Aside from the government's declaration, the walled city of Intramuros began construction on June 24, 1571. Until the Tagalog Revolt sparked in 1574, led by Rajah Sulayman & Lakan Dula. In this article, I'm going to discuss my previous articles on different revolts, including key figures, and discover other revolts during the Spanish Colonization in the Philippines.

Most revolts mentioned ended only a few days, or a year, the other one took 85 years, and a key figure who was a Sultan declared war against the Spaniards. The cause of these movements can be a religious conflict, rules of the church, and against the system.

The Dagami Revolt

Months after the Legazpi Expedition when they landed on Samar of February 22, 1565, to forge alliances with our local leaders, and establishing a town to honor the image of Santo NiƱo de Cebu after challenging Rajah Tupas of April 27, 1565. The Dagami Revolt was the 1st Filipino uprising of the 16th Century.

Led by Chief Dagami of Gabi (present-day town of Palo, Leyte), along with 16 men and 4 other chiefs. Their objective was to assassinate Spanish soldiers. On May 23, 1565, Pedro de Arana, one of Legazpi's aide-de-camp was ambushed as he was speared then cut off his head, and feasted his body as they continue to hunt more Spaniards.

Dagami led a series of attacks, which led them to unsolved cases, but in December 1566, Legazpi called all the local leaders and forced them to identify who were the masterminds after two Spaniards died after drinking wine mixed with poison. The Tagalog Revolt of 1574 is now mentioned from my previous article. Next is?

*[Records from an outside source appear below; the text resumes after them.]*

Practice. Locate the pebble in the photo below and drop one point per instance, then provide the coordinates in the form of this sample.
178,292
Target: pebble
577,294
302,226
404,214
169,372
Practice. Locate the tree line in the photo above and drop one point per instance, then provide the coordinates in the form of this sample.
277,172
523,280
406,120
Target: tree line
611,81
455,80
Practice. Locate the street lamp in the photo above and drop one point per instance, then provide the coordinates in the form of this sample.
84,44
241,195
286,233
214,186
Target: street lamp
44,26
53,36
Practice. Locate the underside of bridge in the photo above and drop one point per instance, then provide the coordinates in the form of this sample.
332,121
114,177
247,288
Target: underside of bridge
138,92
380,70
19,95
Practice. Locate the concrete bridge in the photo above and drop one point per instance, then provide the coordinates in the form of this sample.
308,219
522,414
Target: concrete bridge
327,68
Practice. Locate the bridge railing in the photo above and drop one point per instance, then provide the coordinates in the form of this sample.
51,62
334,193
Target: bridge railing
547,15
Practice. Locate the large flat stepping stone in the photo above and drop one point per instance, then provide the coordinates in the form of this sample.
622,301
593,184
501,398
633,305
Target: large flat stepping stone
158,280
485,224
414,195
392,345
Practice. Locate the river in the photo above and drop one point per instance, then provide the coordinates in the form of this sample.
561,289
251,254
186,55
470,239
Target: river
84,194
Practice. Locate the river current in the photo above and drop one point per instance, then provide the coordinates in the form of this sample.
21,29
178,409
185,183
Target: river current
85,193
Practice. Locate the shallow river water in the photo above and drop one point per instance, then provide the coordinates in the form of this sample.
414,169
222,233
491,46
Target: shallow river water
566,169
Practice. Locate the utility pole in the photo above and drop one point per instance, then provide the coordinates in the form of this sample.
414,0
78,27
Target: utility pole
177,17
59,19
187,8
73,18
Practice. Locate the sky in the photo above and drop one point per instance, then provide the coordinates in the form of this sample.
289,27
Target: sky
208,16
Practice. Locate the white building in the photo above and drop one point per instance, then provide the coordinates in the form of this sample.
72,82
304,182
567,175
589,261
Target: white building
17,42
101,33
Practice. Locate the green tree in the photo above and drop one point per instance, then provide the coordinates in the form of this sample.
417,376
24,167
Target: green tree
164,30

The Pampanga Revolt of 1585

This uprising was started by native Kapampangan leaders who oppose the encomenderos, who had deprived them of their historical land inheritances as Datus. Their objective was to storm the walled city, but it was foiled before it started when a Filipina married a Spanish soldier reported the plot to the authorities.

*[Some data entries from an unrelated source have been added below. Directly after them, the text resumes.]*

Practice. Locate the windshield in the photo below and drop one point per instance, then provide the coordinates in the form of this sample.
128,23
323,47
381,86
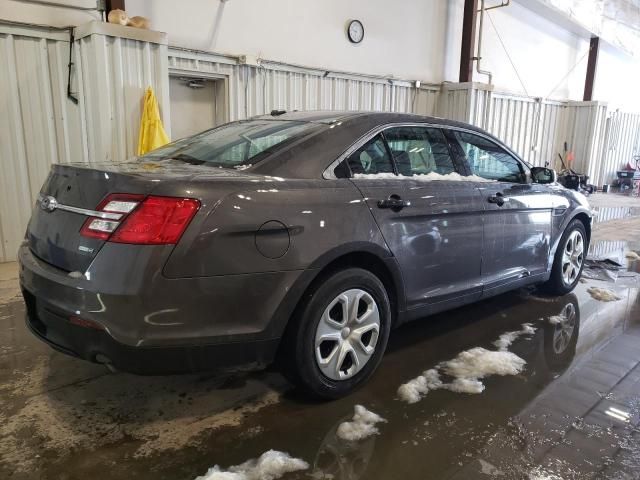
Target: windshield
235,145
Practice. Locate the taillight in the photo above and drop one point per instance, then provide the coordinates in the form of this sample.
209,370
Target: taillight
145,221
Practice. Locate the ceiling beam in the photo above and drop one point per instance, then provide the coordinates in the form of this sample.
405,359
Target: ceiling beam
468,40
115,4
592,68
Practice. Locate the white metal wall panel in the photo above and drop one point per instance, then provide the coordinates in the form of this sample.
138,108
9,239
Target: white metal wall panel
528,125
38,126
584,132
258,90
114,73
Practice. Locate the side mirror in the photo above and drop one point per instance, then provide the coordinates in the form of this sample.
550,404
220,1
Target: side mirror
543,175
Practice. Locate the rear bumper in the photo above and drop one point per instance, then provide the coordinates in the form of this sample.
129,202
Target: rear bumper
170,326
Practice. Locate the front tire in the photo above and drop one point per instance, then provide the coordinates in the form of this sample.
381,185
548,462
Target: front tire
339,334
569,260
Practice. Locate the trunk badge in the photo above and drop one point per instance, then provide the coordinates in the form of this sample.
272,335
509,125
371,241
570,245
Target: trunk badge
48,203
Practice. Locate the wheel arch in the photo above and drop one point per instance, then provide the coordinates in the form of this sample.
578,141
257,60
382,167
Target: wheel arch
370,257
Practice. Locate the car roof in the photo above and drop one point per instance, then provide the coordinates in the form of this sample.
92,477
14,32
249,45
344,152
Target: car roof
332,116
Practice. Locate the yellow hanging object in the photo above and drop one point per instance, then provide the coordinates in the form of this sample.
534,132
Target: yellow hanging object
152,134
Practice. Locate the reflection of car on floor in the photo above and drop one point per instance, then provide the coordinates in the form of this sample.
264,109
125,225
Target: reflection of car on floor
548,353
299,236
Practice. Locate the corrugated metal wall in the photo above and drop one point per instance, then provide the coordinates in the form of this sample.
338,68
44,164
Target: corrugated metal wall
258,90
41,126
38,125
113,73
622,143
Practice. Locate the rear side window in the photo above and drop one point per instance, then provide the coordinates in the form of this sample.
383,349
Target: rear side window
489,160
419,150
235,145
371,159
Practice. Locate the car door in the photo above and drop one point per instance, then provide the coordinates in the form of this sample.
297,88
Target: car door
517,213
431,223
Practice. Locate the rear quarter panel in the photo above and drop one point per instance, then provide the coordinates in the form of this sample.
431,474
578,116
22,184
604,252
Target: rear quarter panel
301,221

Governor-General de Vera sends both Filipino & Spanish troops as the leaders were arrested and executed.

The Maharlika Conspiracy (1587-1588)

Known as the Tondo Conspiracy. It was a plot by the Datus of Manila, and by noblemen from some towns of Bulacan & Pampanga. Led by Agustin de Legazpi, and Martin Pangan. They swore to revolt against the Spaniards, but it failed when they were denounced by Antonio Surabao.

The Cagayan and Dingras Revolt of 1589

Known as the Revolts against the Tribute, occurred in Luzon in the provinces of Cagayan and Ilocos Norte. The Ilocanos, Ibanags, and other Filipinos resisted alleged abuses by the tax collectors, including the collection of high taxes. 6 tax collectors who had arrived from Vigan were killed by the natives signifying the start of the revolt.

Governor-General de Vera sent Filipino & Spanish troops to subdue the rebels but eventually pardoned making the tax system reformed.

The Magalat Revolt of 1596

A rebel from Cagayan named Magalat was arrested in Manila for rebellion against the Spanish. Then later released after urging by some Dominican priests, and returned to Cagayan. Together with his brother, he encouraged his fellowmen to fight against the Spaniards. He soon controlled the entire province, but the Spanish found themselves besieged.

Governor-General de Guzman sent troops to eliminate the rebels. Magalat was assassinated by his men within his fortified headquarters.